Dynamic Channel: A Planning Framework for Crowd Navigation
This addresses the problem of efficient and optimal navigation for robots in crowded settings, though it appears incremental as it builds on existing planning methods.
The paper tackles real-time navigation in dense human environments by introducing Dynamic Channels, a planning framework that combines high-level topological path planning with low-level motion planning to efficiently account for pedestrian dynamics, achieving improved performance compared to a state-of-the-art algorithm on public datasets.

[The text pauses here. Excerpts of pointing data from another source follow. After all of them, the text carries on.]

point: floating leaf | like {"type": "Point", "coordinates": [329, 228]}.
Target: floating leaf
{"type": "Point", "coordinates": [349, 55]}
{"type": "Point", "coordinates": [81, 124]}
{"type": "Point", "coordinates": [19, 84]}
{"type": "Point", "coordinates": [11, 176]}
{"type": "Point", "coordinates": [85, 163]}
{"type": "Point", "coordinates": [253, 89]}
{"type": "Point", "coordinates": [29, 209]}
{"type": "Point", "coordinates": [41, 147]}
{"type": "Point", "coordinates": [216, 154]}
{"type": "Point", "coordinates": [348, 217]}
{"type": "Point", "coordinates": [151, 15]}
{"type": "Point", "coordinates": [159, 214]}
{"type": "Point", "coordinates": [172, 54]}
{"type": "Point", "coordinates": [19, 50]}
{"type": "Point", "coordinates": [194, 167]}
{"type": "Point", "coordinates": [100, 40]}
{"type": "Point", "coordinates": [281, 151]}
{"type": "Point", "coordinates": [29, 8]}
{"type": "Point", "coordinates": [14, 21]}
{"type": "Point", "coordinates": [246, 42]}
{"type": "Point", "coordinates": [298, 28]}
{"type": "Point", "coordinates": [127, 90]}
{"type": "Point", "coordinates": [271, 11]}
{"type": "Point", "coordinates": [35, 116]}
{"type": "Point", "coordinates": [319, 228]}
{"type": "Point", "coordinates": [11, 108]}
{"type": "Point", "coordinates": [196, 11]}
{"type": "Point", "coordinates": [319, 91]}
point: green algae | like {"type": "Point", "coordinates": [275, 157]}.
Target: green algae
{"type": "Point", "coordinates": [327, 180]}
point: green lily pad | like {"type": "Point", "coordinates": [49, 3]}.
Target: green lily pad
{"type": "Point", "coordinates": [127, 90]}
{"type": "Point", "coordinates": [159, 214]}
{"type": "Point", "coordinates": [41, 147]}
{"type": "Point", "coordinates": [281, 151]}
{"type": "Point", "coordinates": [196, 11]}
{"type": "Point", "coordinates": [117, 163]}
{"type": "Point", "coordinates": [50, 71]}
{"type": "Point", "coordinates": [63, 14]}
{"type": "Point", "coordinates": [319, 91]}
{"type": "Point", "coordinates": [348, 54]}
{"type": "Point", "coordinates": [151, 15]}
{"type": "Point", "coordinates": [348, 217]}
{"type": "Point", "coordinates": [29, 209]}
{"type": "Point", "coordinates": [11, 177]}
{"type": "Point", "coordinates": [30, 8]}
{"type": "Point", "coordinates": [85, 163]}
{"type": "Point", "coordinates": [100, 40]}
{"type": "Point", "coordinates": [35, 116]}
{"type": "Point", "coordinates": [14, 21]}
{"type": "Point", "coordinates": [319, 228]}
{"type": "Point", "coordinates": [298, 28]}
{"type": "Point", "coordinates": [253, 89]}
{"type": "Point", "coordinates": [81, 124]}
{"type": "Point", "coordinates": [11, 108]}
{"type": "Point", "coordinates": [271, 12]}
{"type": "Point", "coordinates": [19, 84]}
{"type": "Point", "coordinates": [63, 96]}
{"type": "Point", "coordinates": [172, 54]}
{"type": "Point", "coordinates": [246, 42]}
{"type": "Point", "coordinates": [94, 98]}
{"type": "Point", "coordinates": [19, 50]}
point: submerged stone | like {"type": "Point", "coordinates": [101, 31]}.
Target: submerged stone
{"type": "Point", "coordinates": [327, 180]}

Real-time navigation in dense human environments is a challenging problem in robotics. Most existing path planners fail to account for the dynamics of pedestrians because introducing time as an additional dimension in search space is computationally prohibitive. Alternatively, most local motion planners only address imminent collision avoidance and fail to offer long-term optimality. In this work, we present an approach, called Dynamic Channels, to solve this global to local quandary. Our method combines the high-level topological path planning with low-level motion planning into a complete pipeline. By formulating the path planning problem as graph searching in the triangulation space, our planner is able to explicitly reason about the obstacle dynamics and capture the environmental change efficiently. We evaluate efficiency and performance of our approach on public pedestrian datasets and compare it to a state-of-the-art planning algorithm for dynamic obstacle avoidance.